Location
- 104 Hawn St. Athens, TexasESC Region 7 USA
- Coordinates: 32°12′12″N 95°51′33″W﻿ / ﻿32.20333°N 95.85917°W

District information
- Type: Independent school district
- Grades: Pre-K through 12
- Superintendent: Dr. Janie Sims
- NCES District ID: 4808870

Students and staff
- Athletic conference: UIL Class 4A Football
- District mascot: Hornets
- Colors: Maroon, White

Other information
- Website: Athens ISD

= Athens Independent School District =

School district in Texas

Athens Independent School District is a public school district based in Athens, Texas, United States. The district serves central Henderson County, and small portions of southern Van Zandt and northern Anderson Counties. As of November 2020, it served about 3000 students.

==History==
In 2018, the district's board of directors decided to move to a four-day week, as a means of attracting staff when they did not have the budgets to pay teachers what other districts could.

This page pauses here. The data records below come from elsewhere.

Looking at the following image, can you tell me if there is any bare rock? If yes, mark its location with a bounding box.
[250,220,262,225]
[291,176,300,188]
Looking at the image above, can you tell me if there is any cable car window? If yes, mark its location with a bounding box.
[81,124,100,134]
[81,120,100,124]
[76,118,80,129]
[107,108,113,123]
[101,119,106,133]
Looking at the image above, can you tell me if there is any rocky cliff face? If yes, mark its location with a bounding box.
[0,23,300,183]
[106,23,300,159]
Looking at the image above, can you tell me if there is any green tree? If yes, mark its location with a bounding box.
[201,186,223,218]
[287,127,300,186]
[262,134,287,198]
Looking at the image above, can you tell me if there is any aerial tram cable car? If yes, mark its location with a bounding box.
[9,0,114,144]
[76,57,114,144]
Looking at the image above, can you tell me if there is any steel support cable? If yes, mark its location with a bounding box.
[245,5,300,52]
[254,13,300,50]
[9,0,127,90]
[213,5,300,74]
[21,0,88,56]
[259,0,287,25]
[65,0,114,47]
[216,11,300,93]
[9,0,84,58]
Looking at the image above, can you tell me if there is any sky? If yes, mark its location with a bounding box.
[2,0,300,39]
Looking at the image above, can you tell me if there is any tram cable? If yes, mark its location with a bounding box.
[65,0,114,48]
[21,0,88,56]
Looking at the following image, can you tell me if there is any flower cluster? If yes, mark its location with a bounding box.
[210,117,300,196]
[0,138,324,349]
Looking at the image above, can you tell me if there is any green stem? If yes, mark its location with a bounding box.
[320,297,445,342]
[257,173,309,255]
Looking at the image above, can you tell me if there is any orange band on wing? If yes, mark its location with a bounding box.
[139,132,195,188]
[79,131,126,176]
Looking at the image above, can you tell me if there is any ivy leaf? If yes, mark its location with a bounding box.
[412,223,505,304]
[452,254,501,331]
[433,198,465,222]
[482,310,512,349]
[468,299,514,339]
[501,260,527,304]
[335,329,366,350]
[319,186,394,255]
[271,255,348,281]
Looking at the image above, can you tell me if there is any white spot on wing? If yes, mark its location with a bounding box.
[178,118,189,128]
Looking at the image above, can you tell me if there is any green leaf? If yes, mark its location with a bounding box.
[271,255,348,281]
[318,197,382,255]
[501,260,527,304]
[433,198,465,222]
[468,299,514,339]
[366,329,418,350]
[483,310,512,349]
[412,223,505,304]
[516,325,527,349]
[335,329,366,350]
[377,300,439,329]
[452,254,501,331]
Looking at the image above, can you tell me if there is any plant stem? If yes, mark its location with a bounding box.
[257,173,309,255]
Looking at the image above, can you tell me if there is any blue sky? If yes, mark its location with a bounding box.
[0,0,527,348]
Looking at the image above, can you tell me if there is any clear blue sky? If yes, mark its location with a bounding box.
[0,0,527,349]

The four-day week became effective in fall 2019. This was initially a provisional move for a three-year period, but the district decided to make it the standard schedule in 2022. Around 2022, various groups expressed support for a four-day week in polling that was conducted.

==Academics==
As of 2011, the school district was rated "academically acceptable" by the Texas Education Agency, which was the same level it had been at since the ratings began in 2004. About 49% of districts in Texas received the same rating in 2011.

==Schools==
The district has five schools:
- Athens High School (grades 9-12)
- Athens Middle School (grades 6-8)
- Central Elementary (Head Start-grade 5)
- Bel-Air Elementary (Head Start-grade 5)
- South Athens Elementary (Head Start-grade 5)

===Former schools===
While the schools were still segregated, black students attended Blackshear High School, which was accredited in 1924. The school was subsequently renamed in honor of R.C. Fisher, who died suddenly at 44. The school closed in 1966. In August 2021, the district broke ground on a memorial to honor the students who attended Athens schools during the era of segregation. Bridges Center, which offered alternative instruction to high-school students, closed in 2015.